The traditional style of Kilim flat weaving uses two sets of coloured woollen strands – one vertical, one horizontal. Using the technique of systematic interweaving the weaver can create eye-catching and geometric shapes, symbols and bold patterns. Although the overall look and feel of a Kilim seems random and scattered, they hold remarkable craftsmanship and intense symbolism. Each rug has a depth of meaning and a special language of its own amongst the weaves.
The intricate patterns and symbols draw you in, just like we regard a painting; we gain a sense of a bigger picture from far away but stepping closer reveals the nature and personality of the artist, and the careful skill involved.

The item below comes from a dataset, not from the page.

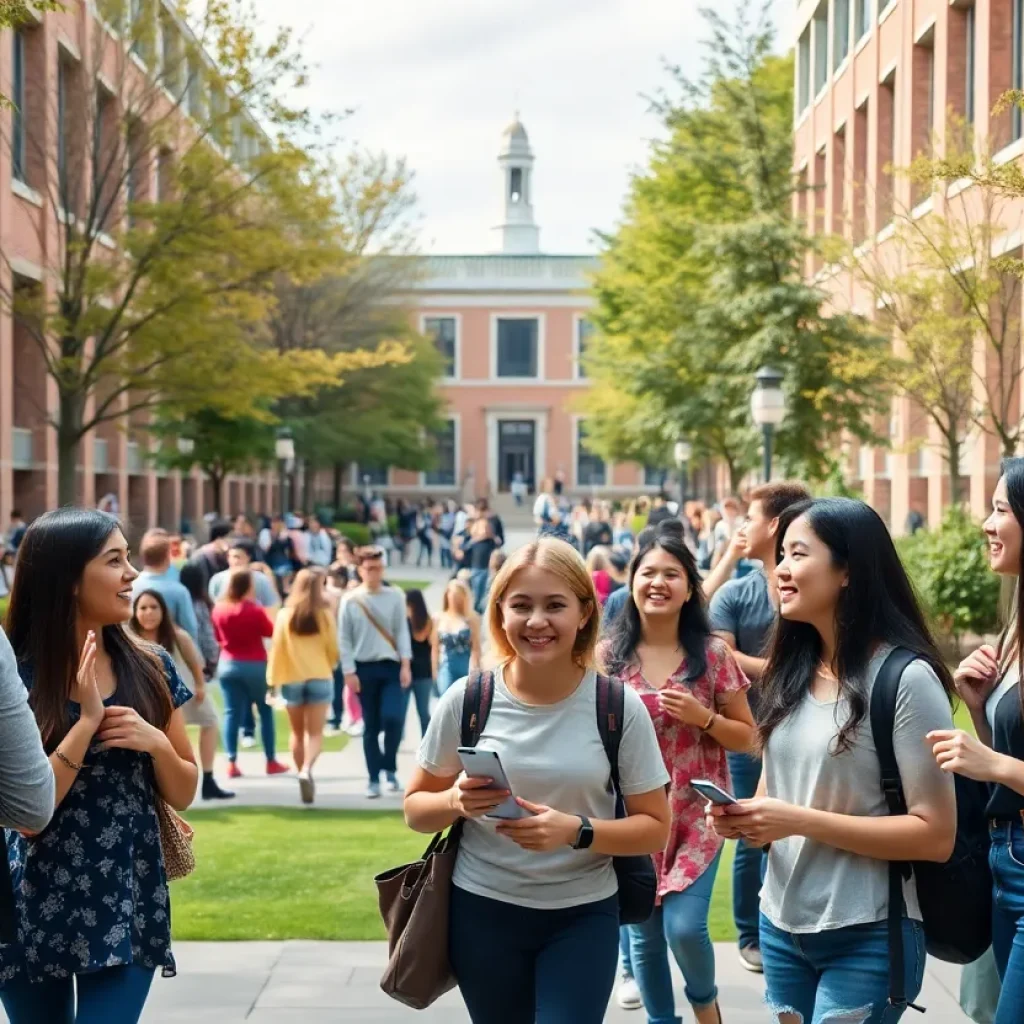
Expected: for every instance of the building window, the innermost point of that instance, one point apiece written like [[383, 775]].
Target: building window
[[804, 71], [585, 331], [17, 115], [969, 68], [443, 473], [1018, 64], [862, 18], [590, 467], [820, 46], [375, 475], [517, 342], [441, 329], [841, 40]]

The symbols and motifs that dot the labyrinthine tapestries have immense diversity. Some of the more common motifs found on modern rugs are that of fish and a stylised female form; traditionally the fish is believed to represent happiness, and the female form motif (otherwise known as Elibelinde) represents motherhood and fertility.
Kilim weaving has gone through an extremely diverse evolution and has been influenced by many different cultures ultimately growing in popularity into the modern equivalent we know today. And despite the uncertainty surrounding the origins of the Kilim, it doesn’t seem to diminish the growth of aesthetic appeal for them within Western homes.
Kilim rugs provide a lively focal point for any room or hallway and with so many weaves to choose from the result is a highly personalised piece for your home.